Cybersecurity remains to be a crucial aspect of running a business no matter how small. Over the past years, cyberattacks have increased as more people rely on online gateways to pay for goods and services. While digital transactions provide high levels of convenience, they are also prone to cases of data theft and sabotage.
For this reason, small businesses will need to invest more time and money in enhancing their data security infrastructures. Doing so will not only prevent or minimize the effects of a data breach but also secure the bottom line and build trust. As a small business owner, you need to learn what approaches and tools to use in preventing costly cybersecurity attacks. Here’s a short guide to help you get started.
1. Acquire the latest anti-ransomware tools
Ransomware is a malicious program that’s designed to block access to critical data until a ransom is paid. It’s the latest cyber threat that small businesses will need to address. According to a Forbes article, recovering from ransomware can cost businesses around $2 million to recover.
In most cases, ransomware can potentially cripple your business and cause it to go bankrupt. With this in mind, you need to install anti-virus software that comes with ransomware detection and isolation features. Purchasing one can be expensive but it’s worth protecting your data assets from this serious data security threat. Before that, make sure to do any IT audit to see what security strategy to adopt for your business.
2. Use data encryption
Encryption is the process of turning raw data into a jumble of letters, numbers, and symbols. Also known as ciphertext, this code renders the data unreadable to anyone who intercepts it. This would be ideal if your business transfers sensitive data internally and externally. Turning on data encryption on all of your devices. This includes work PCs and mobile devices. You should also activate the SSL encryption on your web browser if you are using it to send emails and manage your inbox. In addition, you should also determine the level of encryption your business requires. In case you need optimal privacy, consider using asymmetric encryption. This uses two keys (a public key and a private key) to encrypt and decrypt data.

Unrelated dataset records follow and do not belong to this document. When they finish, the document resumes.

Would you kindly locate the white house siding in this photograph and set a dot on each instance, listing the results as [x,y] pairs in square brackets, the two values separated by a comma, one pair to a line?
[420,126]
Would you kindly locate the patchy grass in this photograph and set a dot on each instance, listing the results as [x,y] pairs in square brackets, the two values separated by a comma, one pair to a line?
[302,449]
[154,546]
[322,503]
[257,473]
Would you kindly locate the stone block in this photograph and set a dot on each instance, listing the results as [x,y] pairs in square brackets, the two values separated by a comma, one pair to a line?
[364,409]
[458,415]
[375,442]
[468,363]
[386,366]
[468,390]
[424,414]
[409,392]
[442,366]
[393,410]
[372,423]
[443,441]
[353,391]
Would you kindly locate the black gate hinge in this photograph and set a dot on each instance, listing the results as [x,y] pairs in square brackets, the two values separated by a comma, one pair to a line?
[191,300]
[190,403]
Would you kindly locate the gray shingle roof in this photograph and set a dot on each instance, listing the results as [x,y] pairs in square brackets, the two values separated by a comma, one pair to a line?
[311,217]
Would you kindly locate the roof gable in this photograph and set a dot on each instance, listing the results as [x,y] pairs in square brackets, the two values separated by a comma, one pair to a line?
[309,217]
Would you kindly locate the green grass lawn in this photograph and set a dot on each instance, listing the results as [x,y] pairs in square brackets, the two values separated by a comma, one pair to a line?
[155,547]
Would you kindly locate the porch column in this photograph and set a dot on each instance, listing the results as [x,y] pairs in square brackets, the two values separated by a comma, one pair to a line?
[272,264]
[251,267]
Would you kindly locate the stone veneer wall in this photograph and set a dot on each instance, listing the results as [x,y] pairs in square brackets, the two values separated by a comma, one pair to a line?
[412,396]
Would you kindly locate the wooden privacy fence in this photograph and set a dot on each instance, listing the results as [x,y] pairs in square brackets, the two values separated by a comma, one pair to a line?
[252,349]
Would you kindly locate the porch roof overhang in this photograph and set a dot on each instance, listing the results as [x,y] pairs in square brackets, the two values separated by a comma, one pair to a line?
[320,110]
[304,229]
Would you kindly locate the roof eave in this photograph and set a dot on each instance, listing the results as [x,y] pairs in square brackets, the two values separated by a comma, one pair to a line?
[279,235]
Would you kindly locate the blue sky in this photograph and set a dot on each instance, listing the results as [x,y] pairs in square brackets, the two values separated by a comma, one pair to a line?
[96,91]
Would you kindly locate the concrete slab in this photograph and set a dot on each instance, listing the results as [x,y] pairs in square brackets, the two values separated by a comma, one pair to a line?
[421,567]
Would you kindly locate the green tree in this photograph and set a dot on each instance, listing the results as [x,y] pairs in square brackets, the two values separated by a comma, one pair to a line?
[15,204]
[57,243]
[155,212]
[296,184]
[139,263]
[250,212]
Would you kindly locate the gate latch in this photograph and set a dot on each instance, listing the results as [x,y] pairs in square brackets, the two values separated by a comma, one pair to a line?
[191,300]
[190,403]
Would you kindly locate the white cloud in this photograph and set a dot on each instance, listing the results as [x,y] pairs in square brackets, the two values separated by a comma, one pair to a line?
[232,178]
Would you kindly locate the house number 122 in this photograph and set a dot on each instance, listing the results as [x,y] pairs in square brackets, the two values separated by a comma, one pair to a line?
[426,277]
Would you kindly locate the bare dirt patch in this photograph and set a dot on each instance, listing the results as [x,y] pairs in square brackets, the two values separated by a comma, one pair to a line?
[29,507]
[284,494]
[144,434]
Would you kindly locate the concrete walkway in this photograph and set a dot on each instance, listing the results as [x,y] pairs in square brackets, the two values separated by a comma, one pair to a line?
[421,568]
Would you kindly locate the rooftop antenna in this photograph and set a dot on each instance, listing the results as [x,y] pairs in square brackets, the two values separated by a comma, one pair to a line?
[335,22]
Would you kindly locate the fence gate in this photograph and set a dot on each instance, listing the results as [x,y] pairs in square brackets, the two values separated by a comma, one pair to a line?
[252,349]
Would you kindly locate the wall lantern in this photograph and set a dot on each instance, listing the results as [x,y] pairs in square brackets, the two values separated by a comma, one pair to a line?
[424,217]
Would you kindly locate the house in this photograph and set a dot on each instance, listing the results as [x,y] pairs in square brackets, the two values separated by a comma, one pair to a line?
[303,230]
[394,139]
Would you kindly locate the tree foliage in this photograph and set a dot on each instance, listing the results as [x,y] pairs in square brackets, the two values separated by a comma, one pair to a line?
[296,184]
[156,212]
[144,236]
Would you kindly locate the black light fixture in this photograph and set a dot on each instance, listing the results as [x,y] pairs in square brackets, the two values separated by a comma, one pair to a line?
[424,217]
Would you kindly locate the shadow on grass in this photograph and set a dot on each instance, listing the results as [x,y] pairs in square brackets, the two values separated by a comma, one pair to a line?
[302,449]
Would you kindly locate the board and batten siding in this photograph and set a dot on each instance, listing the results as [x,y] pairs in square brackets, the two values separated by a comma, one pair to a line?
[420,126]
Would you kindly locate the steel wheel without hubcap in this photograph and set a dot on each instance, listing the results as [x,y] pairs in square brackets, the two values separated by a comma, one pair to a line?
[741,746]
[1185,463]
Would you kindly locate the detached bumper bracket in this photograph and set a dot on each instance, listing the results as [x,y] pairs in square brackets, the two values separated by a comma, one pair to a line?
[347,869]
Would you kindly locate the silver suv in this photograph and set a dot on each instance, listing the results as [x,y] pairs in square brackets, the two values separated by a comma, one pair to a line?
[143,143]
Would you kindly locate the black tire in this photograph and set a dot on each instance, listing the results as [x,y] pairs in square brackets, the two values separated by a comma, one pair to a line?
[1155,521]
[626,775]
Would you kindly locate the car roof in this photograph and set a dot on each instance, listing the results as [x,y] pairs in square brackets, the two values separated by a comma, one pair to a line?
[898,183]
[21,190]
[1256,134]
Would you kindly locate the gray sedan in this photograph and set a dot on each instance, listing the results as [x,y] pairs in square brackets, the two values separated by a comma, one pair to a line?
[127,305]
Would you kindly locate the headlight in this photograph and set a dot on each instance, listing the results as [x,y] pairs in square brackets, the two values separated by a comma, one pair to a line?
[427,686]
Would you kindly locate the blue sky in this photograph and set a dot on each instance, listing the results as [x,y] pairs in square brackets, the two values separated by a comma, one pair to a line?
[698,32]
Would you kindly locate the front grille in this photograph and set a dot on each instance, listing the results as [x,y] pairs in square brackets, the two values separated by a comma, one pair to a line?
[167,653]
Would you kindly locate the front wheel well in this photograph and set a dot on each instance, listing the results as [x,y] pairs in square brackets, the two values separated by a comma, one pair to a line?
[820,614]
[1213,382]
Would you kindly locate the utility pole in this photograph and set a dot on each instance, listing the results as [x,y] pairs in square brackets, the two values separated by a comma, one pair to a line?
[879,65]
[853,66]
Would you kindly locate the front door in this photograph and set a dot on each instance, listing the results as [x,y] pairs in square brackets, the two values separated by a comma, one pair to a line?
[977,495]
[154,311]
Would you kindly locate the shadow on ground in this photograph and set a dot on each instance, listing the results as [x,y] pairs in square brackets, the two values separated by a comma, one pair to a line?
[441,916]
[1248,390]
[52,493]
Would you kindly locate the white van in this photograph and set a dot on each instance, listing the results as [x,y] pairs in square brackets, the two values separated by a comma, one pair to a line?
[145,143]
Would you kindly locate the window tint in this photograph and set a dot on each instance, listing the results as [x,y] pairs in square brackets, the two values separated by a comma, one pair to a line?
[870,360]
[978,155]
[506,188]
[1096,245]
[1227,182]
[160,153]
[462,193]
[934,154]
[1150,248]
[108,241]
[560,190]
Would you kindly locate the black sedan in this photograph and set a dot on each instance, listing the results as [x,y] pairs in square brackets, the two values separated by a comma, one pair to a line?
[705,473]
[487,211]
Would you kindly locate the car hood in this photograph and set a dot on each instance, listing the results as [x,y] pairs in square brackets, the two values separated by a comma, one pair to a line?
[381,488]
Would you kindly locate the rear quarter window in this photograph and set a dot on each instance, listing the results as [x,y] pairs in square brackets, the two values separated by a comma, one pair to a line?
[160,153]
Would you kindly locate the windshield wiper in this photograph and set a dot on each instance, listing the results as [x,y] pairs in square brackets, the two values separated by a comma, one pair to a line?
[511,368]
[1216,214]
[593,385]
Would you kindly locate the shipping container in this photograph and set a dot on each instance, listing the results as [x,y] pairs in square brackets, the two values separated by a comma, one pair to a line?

3. Safeguard customer information
Under regulations such as the GDPR and HIPAA, you need to let your customers know if you are sharing sensitive data to any third-party entity so long as there is consent. You need to make sure that customer data is stored safely away from prying eyes. One way to do this is to set up a cloud server that encrypts customer information and stores it offsite. If your business uses a credit card scanner for payments, make sure that the technology you are using transfers customer information offline.
4. Train your employees
Regardless of how many employees you have in your small business, you must make sure that they are all properly trained and equipped when it comes to handling passwords, accessing devices and files, and detecting suspicious attempts to breach your system. Taking the time to orient your employees on the role they have in data security can help you steer clear of costly cyber-attacks and data breaches, many of which are the result of human error.
As you set up your small business, you need to make sure it’s properly defended from the latest cyber threats. Consider these tips as you build it from the ground up.